Real Leaders

Leaders of Hope: Patricia Nzolantima

2020 YPO Global Impact Award African Winner and entrepreneur Patricia Nzolantima is dedicated to empowering African women and girls. As founder and chairwoman of Congo-based Bizzoly Holdings, she runs a marketing and advertising agency as well as Ubizcabs, a transportation and logistics company that employs only women drivers.

In addition, Nzolantima serves as managing partner for EXP-CommunicArt, which activates brands from 19 offices in 15 African countries through experiential marketing with big brands like Coca-Cola, Samsung, P&G, and Unilever. But she also uses her skills to help local businesswomen trying to compete with these big brands.

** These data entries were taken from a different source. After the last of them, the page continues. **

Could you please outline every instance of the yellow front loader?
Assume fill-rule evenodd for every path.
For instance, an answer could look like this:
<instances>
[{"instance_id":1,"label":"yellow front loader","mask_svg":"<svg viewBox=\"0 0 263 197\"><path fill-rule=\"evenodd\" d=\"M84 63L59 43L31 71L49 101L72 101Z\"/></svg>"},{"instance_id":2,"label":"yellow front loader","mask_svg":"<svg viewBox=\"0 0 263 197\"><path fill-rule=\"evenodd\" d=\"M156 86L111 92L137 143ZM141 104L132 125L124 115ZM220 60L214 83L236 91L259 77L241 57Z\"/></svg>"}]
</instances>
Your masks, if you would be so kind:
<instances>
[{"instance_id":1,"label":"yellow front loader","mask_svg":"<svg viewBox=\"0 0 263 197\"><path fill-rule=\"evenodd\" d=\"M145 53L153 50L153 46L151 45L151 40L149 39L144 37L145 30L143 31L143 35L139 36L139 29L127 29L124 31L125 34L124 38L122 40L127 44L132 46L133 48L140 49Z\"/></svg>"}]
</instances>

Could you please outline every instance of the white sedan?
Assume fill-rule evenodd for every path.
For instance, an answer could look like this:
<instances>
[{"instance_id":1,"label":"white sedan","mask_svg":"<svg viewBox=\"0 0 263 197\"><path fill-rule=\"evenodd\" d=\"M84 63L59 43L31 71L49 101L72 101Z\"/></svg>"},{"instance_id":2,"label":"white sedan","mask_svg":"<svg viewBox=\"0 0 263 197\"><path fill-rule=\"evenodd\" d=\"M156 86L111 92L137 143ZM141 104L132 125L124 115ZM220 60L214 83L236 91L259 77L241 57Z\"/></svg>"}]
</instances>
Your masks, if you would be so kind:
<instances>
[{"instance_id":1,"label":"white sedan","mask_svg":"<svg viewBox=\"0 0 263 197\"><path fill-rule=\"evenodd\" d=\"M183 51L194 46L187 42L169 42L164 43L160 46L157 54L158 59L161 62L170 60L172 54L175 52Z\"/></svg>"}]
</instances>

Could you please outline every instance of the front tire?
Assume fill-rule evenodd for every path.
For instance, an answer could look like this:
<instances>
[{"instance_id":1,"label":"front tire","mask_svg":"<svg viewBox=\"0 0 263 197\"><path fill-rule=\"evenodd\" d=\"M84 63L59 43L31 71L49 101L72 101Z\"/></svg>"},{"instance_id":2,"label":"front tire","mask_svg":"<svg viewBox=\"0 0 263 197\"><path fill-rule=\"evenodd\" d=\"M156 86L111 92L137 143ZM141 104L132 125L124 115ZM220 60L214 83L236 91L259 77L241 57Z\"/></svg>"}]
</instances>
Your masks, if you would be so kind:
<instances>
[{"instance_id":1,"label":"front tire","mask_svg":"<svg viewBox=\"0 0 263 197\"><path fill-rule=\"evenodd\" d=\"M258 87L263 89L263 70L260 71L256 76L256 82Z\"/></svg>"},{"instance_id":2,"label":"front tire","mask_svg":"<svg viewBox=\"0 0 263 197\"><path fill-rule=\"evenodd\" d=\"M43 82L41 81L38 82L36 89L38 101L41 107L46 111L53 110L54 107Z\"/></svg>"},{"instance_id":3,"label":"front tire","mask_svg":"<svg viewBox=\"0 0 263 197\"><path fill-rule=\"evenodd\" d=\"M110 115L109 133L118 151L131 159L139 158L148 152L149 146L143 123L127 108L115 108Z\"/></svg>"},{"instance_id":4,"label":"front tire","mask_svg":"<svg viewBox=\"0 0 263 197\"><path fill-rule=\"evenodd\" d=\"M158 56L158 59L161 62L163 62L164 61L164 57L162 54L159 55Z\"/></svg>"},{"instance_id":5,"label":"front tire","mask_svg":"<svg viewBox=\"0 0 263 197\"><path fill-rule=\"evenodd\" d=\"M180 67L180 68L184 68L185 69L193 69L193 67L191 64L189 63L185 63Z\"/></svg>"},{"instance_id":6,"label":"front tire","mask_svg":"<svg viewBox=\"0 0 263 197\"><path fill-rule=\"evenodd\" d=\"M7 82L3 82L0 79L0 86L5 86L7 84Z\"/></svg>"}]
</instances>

To that end, she founded Working Ladies WIA Hub, an economic empowerment group with 1,500 members that incubates women business owners, helping them reach their full potential so they can help develop the African continent. (To put things in perspective, the DRC ranks 176th out of 189 nations on the United Nations’ Gender Inequality Index.) She regularly provides pro bono work on packaging and branding for women businesses as well as coaching and mentoring.

“Women would start a business because they were very passionate about what they were doing, but there was no help to grow,” she says.

One of Nzolantima’s goals is to show that women can succeed at jobs traditionally for men. “When you start entrepreneurship in Africa, no one believes in you, not even your family,” she explains. “There are lots of doubts, and banks don’t necessarily trust women because African women generally don’t have a credit history.”

Nzolantima’s work is focused on reducing poverty, creating opportunities for employment, and helping women become independent income earners. “My greatest hope is to help African women become models of inspiration in their own communities,” she says. “When a woman gets a paycheck from her own business, she helps her family. She helps her village. She impacts the next generation — and if we want to reduce poverty, we need to start with them. The business revolution in Africa will be driven by women, not men.”

In a recent interview with Your Business magazine, Nzolantima said, “Now is the time to make a profound impact, to inspire each other to have more humanity, to think differently, and take time to listen and reflect.”

Her hope for the future? A development bank for women. “For me, the next five years is about how can I work to make more women happy, to lift them, to give them funds, and to make them think bigger.”